The role of striatal metabotropic glutamate receptors in degeneration of dopamine neurons: review article.

Degeneration of dopaminergic nigrostriatal neurons is a primary cause of Parkinson's disease. Oxidative stress, excitotoxicity and mitochondrial failure are thought to be key mechanisms responsible for degeneration of dopaminergic cells. We found that the selective antagonist of the mGluR5 subtype MPEP in a dose of 5 mg/kg diminished basal and veratridine (100 microM)-stimulated dopamine release in rat striatum in an in vivo model of microdialysis.
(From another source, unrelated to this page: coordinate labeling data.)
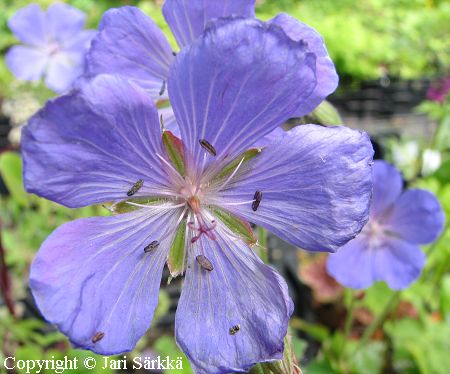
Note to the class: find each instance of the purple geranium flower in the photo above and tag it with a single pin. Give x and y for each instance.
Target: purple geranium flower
(130, 44)
(387, 249)
(188, 202)
(54, 45)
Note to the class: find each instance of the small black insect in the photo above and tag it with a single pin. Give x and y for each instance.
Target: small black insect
(97, 337)
(153, 245)
(234, 329)
(204, 263)
(208, 147)
(135, 188)
(163, 89)
(256, 200)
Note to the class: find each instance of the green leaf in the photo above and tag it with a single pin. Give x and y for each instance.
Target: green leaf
(236, 225)
(175, 260)
(175, 150)
(368, 359)
(11, 172)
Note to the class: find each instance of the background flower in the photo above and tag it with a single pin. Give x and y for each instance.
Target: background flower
(387, 248)
(54, 45)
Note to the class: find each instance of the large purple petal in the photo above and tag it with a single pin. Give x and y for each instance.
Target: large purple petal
(387, 187)
(131, 44)
(327, 78)
(352, 264)
(316, 184)
(27, 63)
(237, 83)
(397, 262)
(64, 21)
(92, 276)
(91, 146)
(63, 70)
(416, 216)
(29, 25)
(188, 18)
(241, 290)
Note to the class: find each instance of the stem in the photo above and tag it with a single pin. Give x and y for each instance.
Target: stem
(262, 241)
(379, 320)
(348, 325)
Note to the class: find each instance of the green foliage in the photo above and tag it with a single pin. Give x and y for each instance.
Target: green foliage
(422, 345)
(409, 38)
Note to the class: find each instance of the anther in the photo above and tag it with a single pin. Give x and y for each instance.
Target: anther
(97, 337)
(256, 200)
(208, 147)
(204, 263)
(234, 329)
(153, 245)
(135, 188)
(163, 89)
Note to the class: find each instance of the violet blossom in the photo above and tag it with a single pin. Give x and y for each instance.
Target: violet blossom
(54, 45)
(188, 202)
(130, 44)
(387, 249)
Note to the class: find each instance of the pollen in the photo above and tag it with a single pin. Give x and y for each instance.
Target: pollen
(135, 188)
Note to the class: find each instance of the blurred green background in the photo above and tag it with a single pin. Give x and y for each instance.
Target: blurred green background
(388, 53)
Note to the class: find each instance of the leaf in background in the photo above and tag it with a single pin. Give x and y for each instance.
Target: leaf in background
(11, 172)
(368, 359)
(376, 297)
(422, 346)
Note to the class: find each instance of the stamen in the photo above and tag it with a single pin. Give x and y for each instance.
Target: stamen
(153, 245)
(97, 337)
(162, 207)
(218, 202)
(256, 200)
(234, 329)
(161, 122)
(232, 175)
(172, 169)
(136, 187)
(163, 89)
(208, 147)
(204, 263)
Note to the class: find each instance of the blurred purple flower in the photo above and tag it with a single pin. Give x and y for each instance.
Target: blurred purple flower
(54, 45)
(387, 248)
(97, 279)
(439, 91)
(130, 44)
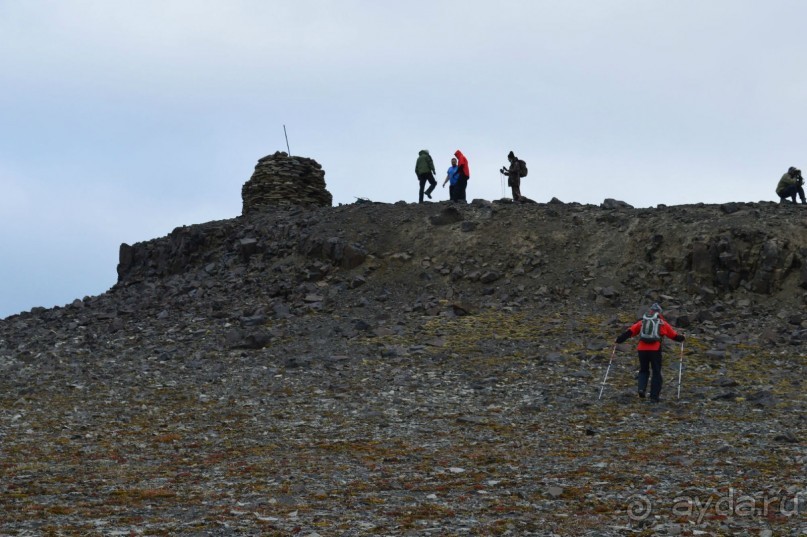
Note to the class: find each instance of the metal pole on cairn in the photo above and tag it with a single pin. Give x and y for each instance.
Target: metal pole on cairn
(602, 388)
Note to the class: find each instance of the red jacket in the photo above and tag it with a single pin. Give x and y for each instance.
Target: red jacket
(664, 330)
(462, 163)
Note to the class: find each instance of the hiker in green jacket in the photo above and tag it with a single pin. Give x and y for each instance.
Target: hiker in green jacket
(791, 184)
(424, 169)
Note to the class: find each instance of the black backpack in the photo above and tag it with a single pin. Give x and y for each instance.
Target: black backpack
(522, 168)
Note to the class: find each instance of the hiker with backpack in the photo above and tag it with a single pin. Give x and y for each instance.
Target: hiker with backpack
(463, 174)
(517, 170)
(451, 179)
(651, 328)
(424, 169)
(789, 185)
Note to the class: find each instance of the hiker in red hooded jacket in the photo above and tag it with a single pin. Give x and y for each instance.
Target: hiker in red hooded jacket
(652, 327)
(463, 174)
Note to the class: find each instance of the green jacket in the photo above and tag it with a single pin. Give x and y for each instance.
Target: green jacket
(786, 181)
(424, 164)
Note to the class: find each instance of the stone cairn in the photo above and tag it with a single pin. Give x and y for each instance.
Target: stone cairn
(281, 181)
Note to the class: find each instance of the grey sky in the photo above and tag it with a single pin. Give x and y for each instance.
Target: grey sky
(122, 120)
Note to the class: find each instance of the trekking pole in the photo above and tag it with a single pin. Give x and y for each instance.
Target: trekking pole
(602, 388)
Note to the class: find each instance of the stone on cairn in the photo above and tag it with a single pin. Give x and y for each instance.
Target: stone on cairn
(281, 180)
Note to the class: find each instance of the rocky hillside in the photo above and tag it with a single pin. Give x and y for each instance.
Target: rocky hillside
(376, 369)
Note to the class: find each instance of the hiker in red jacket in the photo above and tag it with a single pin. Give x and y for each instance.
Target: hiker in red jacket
(463, 174)
(652, 327)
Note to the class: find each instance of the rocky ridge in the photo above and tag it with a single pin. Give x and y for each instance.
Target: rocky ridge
(377, 369)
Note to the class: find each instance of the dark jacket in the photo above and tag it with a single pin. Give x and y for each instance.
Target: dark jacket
(424, 164)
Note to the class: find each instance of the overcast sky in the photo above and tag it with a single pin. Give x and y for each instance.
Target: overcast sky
(123, 119)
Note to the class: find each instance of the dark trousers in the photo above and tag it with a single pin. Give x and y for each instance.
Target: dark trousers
(791, 192)
(650, 360)
(515, 186)
(423, 177)
(462, 184)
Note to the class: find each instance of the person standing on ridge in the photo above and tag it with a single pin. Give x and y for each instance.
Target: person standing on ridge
(790, 184)
(652, 327)
(451, 179)
(424, 169)
(514, 173)
(463, 175)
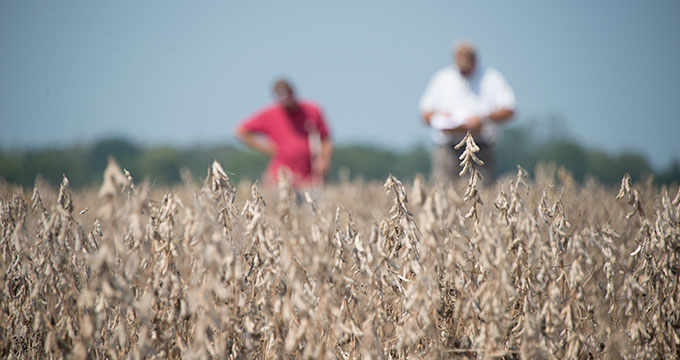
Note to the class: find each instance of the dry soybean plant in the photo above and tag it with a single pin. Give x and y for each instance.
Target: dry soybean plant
(542, 269)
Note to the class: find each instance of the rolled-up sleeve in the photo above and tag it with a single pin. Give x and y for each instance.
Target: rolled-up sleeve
(428, 102)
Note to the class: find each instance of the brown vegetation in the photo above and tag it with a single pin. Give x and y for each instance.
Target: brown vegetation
(540, 269)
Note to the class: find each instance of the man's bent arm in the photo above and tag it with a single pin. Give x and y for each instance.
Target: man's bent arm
(250, 138)
(502, 115)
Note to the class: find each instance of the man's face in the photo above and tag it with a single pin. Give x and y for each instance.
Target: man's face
(465, 60)
(285, 97)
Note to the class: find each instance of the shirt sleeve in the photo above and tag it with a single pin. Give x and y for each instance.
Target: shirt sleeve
(321, 124)
(428, 102)
(501, 94)
(256, 122)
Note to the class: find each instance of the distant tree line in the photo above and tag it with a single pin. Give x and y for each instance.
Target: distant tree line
(518, 145)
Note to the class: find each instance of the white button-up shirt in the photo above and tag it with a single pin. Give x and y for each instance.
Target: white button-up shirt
(454, 98)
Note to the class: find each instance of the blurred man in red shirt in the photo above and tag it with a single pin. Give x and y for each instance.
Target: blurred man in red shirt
(294, 133)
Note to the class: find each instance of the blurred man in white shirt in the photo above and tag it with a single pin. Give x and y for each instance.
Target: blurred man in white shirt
(465, 97)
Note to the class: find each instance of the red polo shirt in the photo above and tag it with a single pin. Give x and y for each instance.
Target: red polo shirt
(290, 134)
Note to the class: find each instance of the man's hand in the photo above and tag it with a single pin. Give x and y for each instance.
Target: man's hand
(251, 139)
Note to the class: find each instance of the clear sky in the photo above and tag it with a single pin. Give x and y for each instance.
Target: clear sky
(186, 72)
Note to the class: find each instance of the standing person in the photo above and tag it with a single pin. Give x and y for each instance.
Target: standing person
(465, 97)
(293, 133)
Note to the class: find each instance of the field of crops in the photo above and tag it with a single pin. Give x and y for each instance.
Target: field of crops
(532, 269)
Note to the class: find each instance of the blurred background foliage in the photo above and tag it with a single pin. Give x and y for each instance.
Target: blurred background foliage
(526, 144)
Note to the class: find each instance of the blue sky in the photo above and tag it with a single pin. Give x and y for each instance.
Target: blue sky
(183, 72)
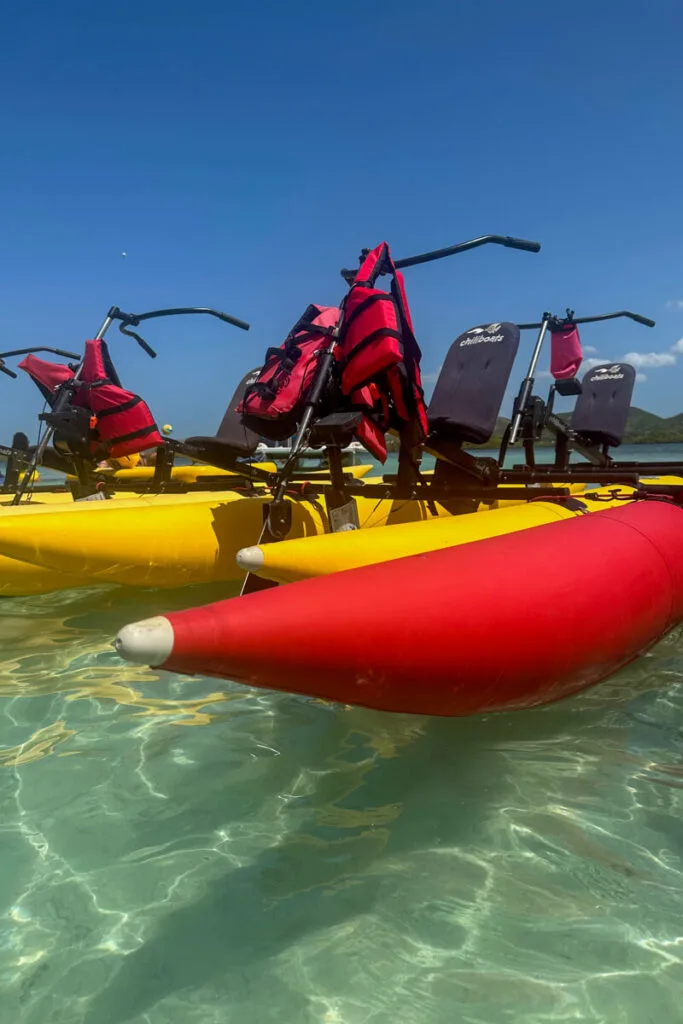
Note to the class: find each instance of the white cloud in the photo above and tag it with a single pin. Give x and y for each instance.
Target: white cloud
(651, 359)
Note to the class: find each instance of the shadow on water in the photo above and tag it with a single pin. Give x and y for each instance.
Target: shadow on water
(375, 790)
(377, 777)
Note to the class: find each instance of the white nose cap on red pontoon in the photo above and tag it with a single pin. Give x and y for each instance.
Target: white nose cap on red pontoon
(251, 559)
(146, 642)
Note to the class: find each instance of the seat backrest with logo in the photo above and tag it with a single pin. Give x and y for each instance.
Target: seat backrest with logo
(471, 385)
(601, 413)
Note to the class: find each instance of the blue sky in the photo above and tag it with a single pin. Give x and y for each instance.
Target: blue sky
(242, 155)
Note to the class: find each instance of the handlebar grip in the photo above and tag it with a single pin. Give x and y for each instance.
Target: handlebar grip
(523, 244)
(243, 325)
(147, 348)
(642, 320)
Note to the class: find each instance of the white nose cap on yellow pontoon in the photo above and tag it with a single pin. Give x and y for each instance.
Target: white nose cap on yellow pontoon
(146, 642)
(251, 559)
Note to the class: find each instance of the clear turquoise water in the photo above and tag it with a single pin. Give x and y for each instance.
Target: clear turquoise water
(183, 851)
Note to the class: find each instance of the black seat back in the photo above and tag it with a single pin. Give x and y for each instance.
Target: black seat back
(601, 412)
(471, 385)
(232, 430)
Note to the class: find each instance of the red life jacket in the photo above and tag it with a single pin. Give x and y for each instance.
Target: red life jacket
(48, 376)
(378, 354)
(273, 403)
(121, 422)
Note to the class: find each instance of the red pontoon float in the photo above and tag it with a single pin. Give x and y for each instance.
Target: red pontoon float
(501, 624)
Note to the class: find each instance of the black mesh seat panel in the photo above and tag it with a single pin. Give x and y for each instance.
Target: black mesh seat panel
(471, 385)
(231, 435)
(602, 409)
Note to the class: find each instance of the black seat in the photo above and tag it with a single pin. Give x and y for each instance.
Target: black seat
(601, 413)
(337, 429)
(232, 439)
(471, 386)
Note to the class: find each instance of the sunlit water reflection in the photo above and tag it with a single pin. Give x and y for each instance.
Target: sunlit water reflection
(183, 851)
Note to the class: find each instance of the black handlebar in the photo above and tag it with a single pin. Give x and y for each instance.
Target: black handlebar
(132, 320)
(461, 247)
(41, 348)
(570, 318)
(140, 341)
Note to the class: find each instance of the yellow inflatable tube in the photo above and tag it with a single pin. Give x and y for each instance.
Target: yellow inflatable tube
(297, 559)
(167, 541)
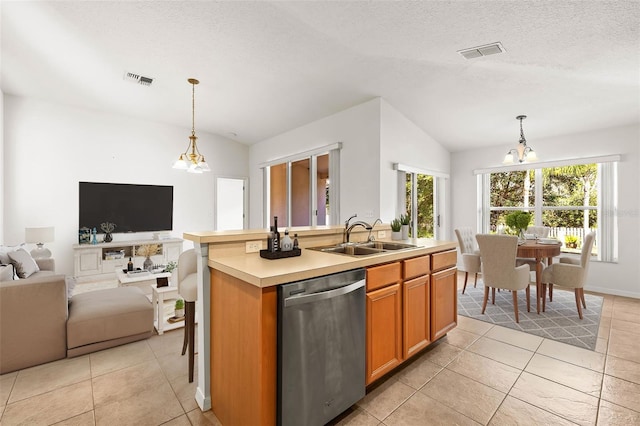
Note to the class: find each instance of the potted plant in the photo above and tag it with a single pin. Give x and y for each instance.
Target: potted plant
(405, 221)
(396, 227)
(179, 308)
(518, 221)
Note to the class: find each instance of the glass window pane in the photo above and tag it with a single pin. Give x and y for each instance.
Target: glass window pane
(278, 196)
(300, 193)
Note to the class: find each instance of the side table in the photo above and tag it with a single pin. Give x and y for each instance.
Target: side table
(158, 296)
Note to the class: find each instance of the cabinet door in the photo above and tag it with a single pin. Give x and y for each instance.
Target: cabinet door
(444, 302)
(384, 331)
(88, 262)
(416, 318)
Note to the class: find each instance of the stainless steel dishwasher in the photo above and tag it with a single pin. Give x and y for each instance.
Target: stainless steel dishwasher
(321, 347)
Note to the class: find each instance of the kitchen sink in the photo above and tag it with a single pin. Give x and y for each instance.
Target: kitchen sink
(364, 249)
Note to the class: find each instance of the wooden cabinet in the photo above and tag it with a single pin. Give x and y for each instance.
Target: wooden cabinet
(444, 294)
(384, 320)
(416, 305)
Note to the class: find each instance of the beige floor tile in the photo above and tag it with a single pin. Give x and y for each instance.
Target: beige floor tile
(418, 372)
(612, 414)
(473, 325)
(355, 416)
(84, 419)
(6, 386)
(140, 393)
(486, 371)
(578, 378)
(47, 377)
(631, 327)
(200, 418)
(621, 392)
(516, 412)
(475, 400)
(50, 407)
(384, 399)
(625, 315)
(558, 399)
(423, 410)
(460, 338)
(623, 369)
(182, 420)
(573, 354)
(441, 353)
(501, 352)
(602, 345)
(120, 357)
(515, 337)
(625, 345)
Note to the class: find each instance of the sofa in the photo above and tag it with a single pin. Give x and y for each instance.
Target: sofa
(39, 323)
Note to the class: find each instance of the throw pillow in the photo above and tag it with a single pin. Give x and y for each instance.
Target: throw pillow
(5, 250)
(24, 263)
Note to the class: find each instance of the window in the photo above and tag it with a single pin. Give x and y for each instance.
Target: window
(571, 198)
(298, 189)
(421, 192)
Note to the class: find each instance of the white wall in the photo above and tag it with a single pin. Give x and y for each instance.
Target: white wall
(403, 142)
(621, 278)
(49, 148)
(358, 128)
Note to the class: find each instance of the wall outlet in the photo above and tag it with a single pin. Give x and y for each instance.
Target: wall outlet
(253, 246)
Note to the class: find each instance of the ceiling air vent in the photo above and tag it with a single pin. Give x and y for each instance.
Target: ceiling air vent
(137, 78)
(487, 49)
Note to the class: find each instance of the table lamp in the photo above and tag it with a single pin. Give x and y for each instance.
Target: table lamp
(39, 236)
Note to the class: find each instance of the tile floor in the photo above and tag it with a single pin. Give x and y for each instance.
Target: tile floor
(477, 374)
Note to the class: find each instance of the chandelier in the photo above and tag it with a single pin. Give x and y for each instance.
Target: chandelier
(191, 160)
(522, 152)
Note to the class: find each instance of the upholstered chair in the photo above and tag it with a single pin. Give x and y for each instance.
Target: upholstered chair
(498, 253)
(188, 290)
(569, 272)
(540, 232)
(470, 255)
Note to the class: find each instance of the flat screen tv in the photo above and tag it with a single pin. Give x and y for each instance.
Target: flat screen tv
(133, 208)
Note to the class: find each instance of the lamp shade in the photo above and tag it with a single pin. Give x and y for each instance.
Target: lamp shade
(43, 234)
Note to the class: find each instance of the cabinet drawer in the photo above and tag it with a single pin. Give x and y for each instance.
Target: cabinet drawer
(383, 275)
(416, 267)
(444, 259)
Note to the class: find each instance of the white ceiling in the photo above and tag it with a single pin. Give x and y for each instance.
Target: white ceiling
(267, 67)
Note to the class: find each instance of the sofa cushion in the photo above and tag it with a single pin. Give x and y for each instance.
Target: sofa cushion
(104, 315)
(23, 262)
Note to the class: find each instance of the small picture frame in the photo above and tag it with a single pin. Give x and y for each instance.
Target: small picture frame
(162, 282)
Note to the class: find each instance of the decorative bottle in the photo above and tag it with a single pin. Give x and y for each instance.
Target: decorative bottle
(287, 243)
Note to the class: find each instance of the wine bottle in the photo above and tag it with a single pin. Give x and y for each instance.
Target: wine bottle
(276, 235)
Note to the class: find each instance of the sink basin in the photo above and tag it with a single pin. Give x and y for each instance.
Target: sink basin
(364, 249)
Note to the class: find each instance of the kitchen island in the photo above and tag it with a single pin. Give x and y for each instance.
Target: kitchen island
(238, 340)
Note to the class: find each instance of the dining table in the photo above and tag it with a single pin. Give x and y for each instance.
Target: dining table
(539, 250)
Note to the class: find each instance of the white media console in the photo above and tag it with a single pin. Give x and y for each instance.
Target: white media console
(93, 260)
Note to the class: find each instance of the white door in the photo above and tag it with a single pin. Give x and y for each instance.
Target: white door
(230, 204)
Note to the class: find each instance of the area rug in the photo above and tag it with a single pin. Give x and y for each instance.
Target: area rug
(559, 322)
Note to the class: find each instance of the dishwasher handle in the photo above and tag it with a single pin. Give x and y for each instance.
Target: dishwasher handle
(314, 297)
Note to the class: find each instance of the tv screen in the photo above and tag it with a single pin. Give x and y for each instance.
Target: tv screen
(133, 208)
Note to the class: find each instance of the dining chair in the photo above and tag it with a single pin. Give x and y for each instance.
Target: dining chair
(498, 254)
(569, 272)
(539, 232)
(470, 255)
(188, 290)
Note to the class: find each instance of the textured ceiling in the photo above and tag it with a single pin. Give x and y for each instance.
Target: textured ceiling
(268, 67)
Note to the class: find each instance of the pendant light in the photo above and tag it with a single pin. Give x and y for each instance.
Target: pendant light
(522, 152)
(191, 160)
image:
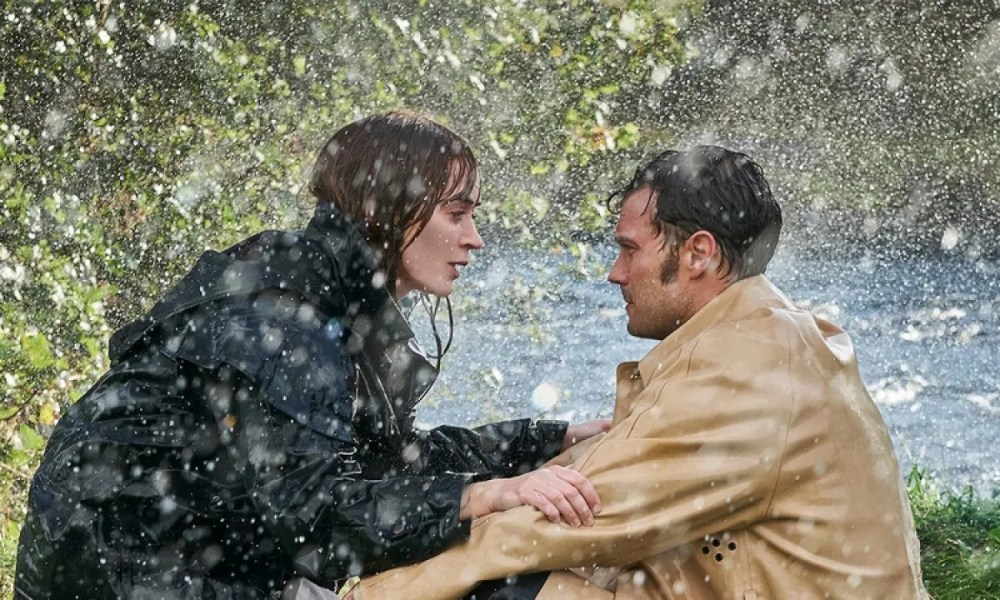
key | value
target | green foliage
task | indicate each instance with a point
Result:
(960, 541)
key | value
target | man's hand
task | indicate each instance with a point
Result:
(559, 492)
(583, 431)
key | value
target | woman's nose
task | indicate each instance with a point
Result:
(471, 238)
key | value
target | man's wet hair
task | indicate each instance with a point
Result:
(716, 190)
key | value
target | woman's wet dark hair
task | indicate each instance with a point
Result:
(387, 173)
(716, 190)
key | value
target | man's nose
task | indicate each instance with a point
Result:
(617, 273)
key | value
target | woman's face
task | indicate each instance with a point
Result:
(430, 263)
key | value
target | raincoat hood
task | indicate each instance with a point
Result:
(329, 263)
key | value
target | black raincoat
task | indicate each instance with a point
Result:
(254, 427)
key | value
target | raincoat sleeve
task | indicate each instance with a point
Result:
(697, 454)
(284, 414)
(501, 449)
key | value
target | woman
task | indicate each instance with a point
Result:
(256, 424)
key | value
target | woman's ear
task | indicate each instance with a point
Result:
(702, 254)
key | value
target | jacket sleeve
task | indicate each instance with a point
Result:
(501, 449)
(698, 454)
(285, 419)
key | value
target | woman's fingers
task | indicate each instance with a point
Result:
(561, 493)
(582, 485)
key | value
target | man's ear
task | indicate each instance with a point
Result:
(702, 254)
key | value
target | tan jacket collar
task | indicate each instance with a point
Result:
(733, 304)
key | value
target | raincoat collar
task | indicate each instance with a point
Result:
(329, 263)
(734, 303)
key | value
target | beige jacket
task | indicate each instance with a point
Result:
(746, 462)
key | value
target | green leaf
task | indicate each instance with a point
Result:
(36, 348)
(31, 438)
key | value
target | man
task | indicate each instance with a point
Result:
(745, 460)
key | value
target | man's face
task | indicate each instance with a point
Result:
(648, 273)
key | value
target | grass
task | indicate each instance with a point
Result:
(959, 540)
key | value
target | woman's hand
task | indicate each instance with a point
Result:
(559, 492)
(583, 431)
In contrast, MPEP given intrastriatally in a high concentration (500 microM) enhanced the striatal extracellular concentration of dopamine. DCG-IV (100 microM), a non-selective agonist of group II mGluRs, inhibited the veratridine-stimulated striatal dopamine release. In an animal model of neuroxicity in vivo, methamphetamine (5 x 10 mg/kg, injected at 2 h intervals) produced deficits in the striatal content of dopamine and its metabolites DOPAC and HVA 72 h after the treatment. MPEP (5 x 5 mg/kg) given before each methamphetamine injection reversed the decrease in the striatal content of dopamine and diminished the methamphetamine-induced dopamine outflow from nigrostriatal terminals. It is concluded that the MPEP-produced blockade of mGluR5 situated on dopaminergic cells, or the suppression of glutamate release in the subthalamic nucleus or substantia nigra pars reticulata may directly and indirectly cause a decrease in striatal dopamine release. However, inhibitory effect of DCG-IV on dopamine release can be induced by attenuation of excitatory input from corticostriatal terminals by activation of mGluR2/3. Regulation of dopamine carriers by MPEP, an antagonist of group I mGluRs may be responsible for the reversal of toxicity induced by methamphetamine.